To show which nodes are idle:

sinfo_t_idle
sinfo

Batch command:

sbatch job.sh

Job script:

#!/bin/bash
#SBATCH --partition=compute
#SBATCH --constraint=ib
#SBATCH --job-name=test
#SBATCH --ntasks=4
#SBATCH --ntasks-per-core=1
#SBATCH --time=00:10:00
#SBATCH --output %j.stdout
#SBATCH --error  %j.stderr

# last update: September 2025
module load compiler/gnu/14.2 \
            mpi/openmpi/4.1-gnu-14.2 \
            lib/boost/1.88.0-openmpi-4.1-gnu-14.2 \
            lib/hdf5/1.12-gnu-14.2-openmpi-4.1 \
            numlib/fftw/3.3.10-openmpi-4.1-gnu-14.2
CLUSTER_PYTHON_VERSION=3.12.4
export PYTHON_ROOT="${HOME}/bin/cpython-${CLUSTER_PYTHON_VERSION}"
export PATH="${PYTHON_ROOT}/bin${PATH:+:$PATH}"
source "${HOME}/venv/bin/activate"

mpiexec --bind-to core --map-by core --report-bindings ./pypresso ../maintainer/benchmarks/lb.py

For communication-bound CPU jobs without GPU acceleration on partition compute, use --constraint=ib to get nodes with fast interconnect, or --constraint=eth to get nodes with ethernet.

The desired partition needs to be specified via #SBATCH --partition command, without which your job will not be allocated any resources.

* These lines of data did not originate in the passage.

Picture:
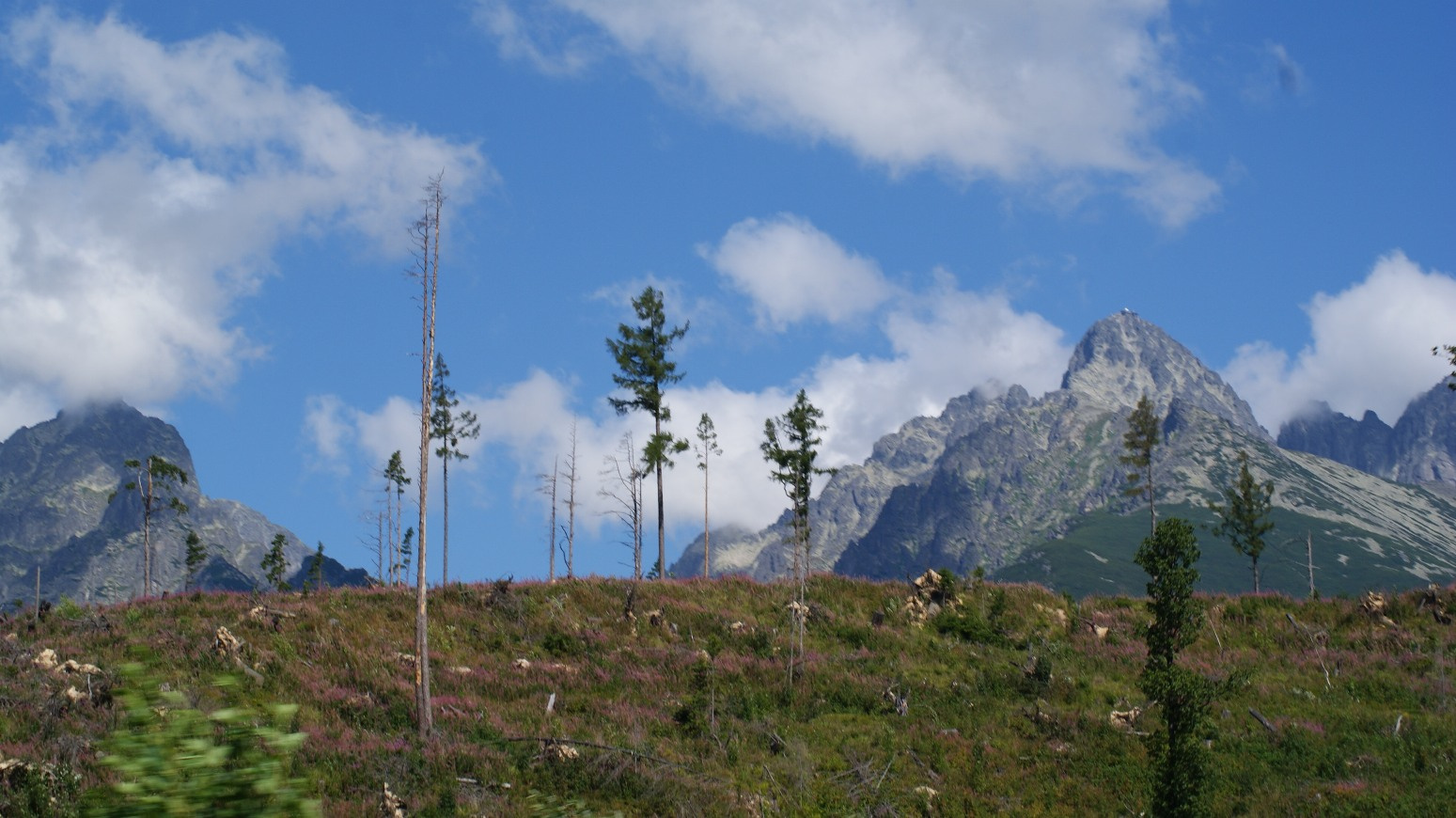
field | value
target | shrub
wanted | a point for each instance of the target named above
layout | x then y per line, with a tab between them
172	759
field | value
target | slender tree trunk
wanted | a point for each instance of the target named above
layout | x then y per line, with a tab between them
1309	560
705	515
571	505
1152	509
430	275
551	534
445	541
662	536
146	539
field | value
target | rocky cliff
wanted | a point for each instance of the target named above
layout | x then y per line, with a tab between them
64	509
997	480
1418	450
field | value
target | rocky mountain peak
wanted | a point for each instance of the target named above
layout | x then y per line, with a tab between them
1124	357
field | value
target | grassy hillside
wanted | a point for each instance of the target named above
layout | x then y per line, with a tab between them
1097	557
1004	701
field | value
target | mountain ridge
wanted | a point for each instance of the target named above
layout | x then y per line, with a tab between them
64	509
997	478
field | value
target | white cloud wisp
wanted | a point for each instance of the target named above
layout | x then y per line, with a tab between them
1369	348
149	197
1031	92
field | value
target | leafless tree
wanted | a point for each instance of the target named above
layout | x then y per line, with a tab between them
572	478
548	488
427	270
625	478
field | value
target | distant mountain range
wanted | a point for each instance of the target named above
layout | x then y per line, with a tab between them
1029	488
57	514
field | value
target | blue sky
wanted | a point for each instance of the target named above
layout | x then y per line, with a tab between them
204	212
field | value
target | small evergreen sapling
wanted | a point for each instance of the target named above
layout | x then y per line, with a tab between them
1244	517
1142	437
196	557
275	563
1182	766
641	355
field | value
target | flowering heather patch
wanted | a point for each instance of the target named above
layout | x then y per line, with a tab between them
697	714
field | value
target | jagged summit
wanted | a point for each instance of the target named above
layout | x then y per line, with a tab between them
1124	357
64	510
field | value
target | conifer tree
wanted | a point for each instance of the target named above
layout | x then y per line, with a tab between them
395	478
707	448
1143	427
448	427
641	354
1244	517
1180	778
791	446
315	579
194	558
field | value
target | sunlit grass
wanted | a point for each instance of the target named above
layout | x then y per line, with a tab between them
1005	700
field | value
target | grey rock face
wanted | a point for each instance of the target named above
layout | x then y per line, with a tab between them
1418	450
57	480
997	475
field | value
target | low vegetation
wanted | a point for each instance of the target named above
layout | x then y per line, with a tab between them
949	696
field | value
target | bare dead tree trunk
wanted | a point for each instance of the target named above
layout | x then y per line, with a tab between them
445	531
571	502
662	536
430	286
705	518
146	538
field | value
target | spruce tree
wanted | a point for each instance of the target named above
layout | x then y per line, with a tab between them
1244	517
707	448
644	370
1180	762
275	565
448	427
791	446
1143	427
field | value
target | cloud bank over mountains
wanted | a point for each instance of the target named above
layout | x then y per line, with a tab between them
1060	98
145	206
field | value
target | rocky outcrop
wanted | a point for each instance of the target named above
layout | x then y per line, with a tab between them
64	509
994	478
1418	450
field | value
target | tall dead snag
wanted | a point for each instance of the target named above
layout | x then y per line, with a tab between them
427	268
625	489
154	480
707	448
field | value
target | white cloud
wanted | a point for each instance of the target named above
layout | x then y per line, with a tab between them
792	271
1369	348
944	342
1033	92
137	214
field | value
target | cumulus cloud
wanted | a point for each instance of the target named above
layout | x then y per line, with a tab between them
792	271
1031	92
944	342
145	199
1368	348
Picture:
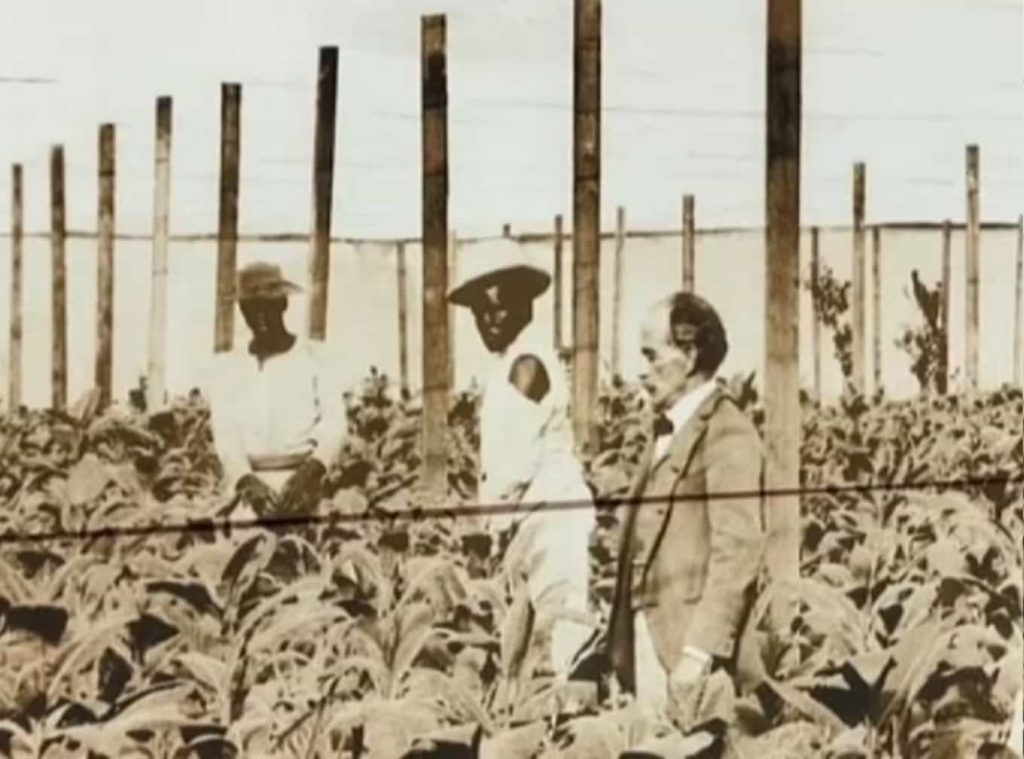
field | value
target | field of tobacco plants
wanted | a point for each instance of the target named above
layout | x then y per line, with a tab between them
381	630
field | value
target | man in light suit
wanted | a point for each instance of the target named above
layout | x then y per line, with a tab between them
692	540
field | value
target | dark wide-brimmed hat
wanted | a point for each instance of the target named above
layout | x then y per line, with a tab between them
263	281
506	265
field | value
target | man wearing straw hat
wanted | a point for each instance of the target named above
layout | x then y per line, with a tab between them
276	426
527	458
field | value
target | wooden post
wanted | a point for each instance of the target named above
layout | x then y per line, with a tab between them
877	305
453	272
402	320
586	219
782	413
104	266
157	370
689	243
227	233
1019	306
320	247
859	294
973	255
616	293
16	259
58	355
435	307
558	284
943	379
815	306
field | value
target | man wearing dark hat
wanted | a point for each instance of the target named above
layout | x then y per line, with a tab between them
527	456
692	541
276	424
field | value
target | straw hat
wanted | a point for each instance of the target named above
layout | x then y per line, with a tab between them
502	262
263	281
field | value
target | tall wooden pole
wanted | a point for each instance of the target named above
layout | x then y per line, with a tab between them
435	307
320	253
877	305
16	276
689	243
616	308
859	293
1019	306
943	378
586	219
227	233
972	269
157	369
782	413
104	268
815	307
58	354
402	319
558	284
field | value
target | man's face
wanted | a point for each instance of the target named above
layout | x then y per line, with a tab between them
264	315
500	317
669	368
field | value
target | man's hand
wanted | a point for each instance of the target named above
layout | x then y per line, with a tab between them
257	494
302	492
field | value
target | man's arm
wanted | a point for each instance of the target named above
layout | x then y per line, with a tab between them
734	462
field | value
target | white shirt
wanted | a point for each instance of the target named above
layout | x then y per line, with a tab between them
680	414
527	456
285	408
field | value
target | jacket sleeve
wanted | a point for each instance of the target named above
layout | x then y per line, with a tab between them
733	459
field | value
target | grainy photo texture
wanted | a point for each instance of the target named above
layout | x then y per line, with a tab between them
407	379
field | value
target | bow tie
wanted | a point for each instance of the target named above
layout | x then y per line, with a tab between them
663	426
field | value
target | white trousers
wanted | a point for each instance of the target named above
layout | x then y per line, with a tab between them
652	680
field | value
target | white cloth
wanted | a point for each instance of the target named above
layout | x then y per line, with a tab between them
680	414
287	407
527	456
651	679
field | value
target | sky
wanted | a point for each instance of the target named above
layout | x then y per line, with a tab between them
902	85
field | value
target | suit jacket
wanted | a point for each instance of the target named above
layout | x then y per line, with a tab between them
692	542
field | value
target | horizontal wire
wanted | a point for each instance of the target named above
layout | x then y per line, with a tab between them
469	510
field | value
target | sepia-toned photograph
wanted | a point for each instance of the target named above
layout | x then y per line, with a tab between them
457	379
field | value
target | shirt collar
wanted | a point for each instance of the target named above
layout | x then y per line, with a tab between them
683	409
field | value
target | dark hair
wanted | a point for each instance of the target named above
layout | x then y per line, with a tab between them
687	309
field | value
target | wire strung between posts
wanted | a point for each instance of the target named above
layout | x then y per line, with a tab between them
470	510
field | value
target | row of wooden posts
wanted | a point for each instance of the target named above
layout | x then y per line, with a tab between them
783	51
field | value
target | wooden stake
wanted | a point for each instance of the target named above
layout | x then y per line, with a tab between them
815	307
1019	306
877	305
453	276
689	243
558	285
227	233
782	413
320	253
58	355
943	379
435	307
972	269
16	258
859	294
157	369
402	320
586	220
104	267
616	293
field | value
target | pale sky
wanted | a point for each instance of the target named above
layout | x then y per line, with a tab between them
902	85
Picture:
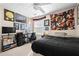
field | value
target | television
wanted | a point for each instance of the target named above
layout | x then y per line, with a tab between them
8	30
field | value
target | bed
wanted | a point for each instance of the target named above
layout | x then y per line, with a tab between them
56	46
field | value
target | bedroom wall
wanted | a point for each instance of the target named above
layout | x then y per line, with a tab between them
61	32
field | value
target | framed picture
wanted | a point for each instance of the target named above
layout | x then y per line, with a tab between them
46	22
46	28
78	14
16	25
8	15
22	26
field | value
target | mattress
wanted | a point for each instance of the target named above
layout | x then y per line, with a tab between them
57	46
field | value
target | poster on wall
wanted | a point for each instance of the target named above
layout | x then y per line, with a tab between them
78	14
46	22
22	26
8	15
63	21
16	25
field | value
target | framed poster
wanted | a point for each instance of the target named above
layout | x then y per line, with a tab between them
16	25
22	26
78	14
8	15
46	22
46	28
63	20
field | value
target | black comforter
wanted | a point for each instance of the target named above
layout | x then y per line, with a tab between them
57	46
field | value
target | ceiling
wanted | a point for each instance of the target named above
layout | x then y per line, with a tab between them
35	9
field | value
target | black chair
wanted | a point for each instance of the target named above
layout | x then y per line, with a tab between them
20	39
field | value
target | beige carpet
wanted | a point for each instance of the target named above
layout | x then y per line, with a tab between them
24	50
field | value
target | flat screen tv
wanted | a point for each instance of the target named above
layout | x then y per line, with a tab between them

BinAC has following partitions available:

Partition

Default Configuration

Limit

compute

ntasks=1, time=00:10:00, mem-per-cpu=1gb

time=14-00:00:00

long

ntasks=1, time=00:10:00, mem-per-cpu=1gb

time=30-00:00:00, nodes=10

gpu

ntasks=1, time=00:10:00, mem-per-cpu=1gb

time=14-00:00:00, gres/gpu:a100=4, gres/gpu:a30=8, gres/gpu:h200=4, MaxJobsPerUser:8

Source:

scontrol show partition

Refer to BinAC2/Slurm for more details on submitting job scripts on BinAC.